Scenario 1: Company Mistake (Product Not Received)

This scenario represents a situation where the company has clearly made an error—for instance, failing to fulfill or ship an order. In such cases, it may be appropriate to accept the dispute rather than contest it.

payment = stripe.PaymentIntent.create(
  amount=2000,
  currency="usd",
  payment_method = "pm_card_createDisputeProductNotReceived",
  confirm=True,
  metadata={"order_id": "1234"},
  off_session=True,
  automatic_payment_methods={"enabled": True},
)
relevant_data, triage_result = await process_dispute(payment.id, triage_agent)

Scenario 2: Customer Dispute (Final Sale)

This scenario describes a situation where a customer intentionally disputes a transaction, despite having received the correct product and being fully aware that the purchase was clearly marked as a "final sale" (no refunds or returns). Such disputes typically require further investigation to collect evidence in order to effectively contest the dispute.
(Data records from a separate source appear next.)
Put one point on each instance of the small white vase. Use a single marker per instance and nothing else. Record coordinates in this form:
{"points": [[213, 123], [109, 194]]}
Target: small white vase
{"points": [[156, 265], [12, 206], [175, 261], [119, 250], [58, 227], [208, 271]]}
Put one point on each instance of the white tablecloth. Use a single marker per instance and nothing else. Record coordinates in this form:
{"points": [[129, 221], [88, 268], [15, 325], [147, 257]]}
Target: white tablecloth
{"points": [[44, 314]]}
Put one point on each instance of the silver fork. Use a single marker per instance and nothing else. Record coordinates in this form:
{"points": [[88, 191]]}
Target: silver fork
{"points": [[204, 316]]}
payment = stripe.PaymentIntent.create(
  amount=2000,
  currency="usd",
  payment_method = "pm_card_createDispute",
  confirm=True,
  metadata={"order_id": "1121"},
  off_session=True,
  automatic_payment_methods={"enabled": True},
)
relevant_data, triage_result = await process_dispute(payment.id, triage_agent)

Conclusion

In this Jupyter Notebook, we explored the capabilities of the OpenAI Agents SDK, demonstrating how to efficiently create agent-based AI applications using a simple, Python-first approach. Specifically, we showcased the following SDK features:

  • Agent Loop: Manages tool calls, communicates results to the LLM, and loops until completion.
  • Handoffs: Enables coordination and delegation tasks between multiple specialized agents.
  • Function Tools: Converts Python functions into tools with automatic schema generation and validation.

Additionally, the SDK offers built-in Tracing, accessible via the OpenAI dashboard. Tracing helps you visualize, debug, and monitor your agent workflows during both development and production phases. It also integrates smoothly with OpenAI’s evaluation, fine-tuning, and distillation tools.

While we didn't cover it directly in this notebook, implementing Guardrails is strongly recommended for production applications to validate inputs and proactively detect errors.

Overall, this notebook lays a clear foundation for further exploration, emphasizing how the OpenAI Agents SDK facilitates intuitive and effective agent-driven workflows.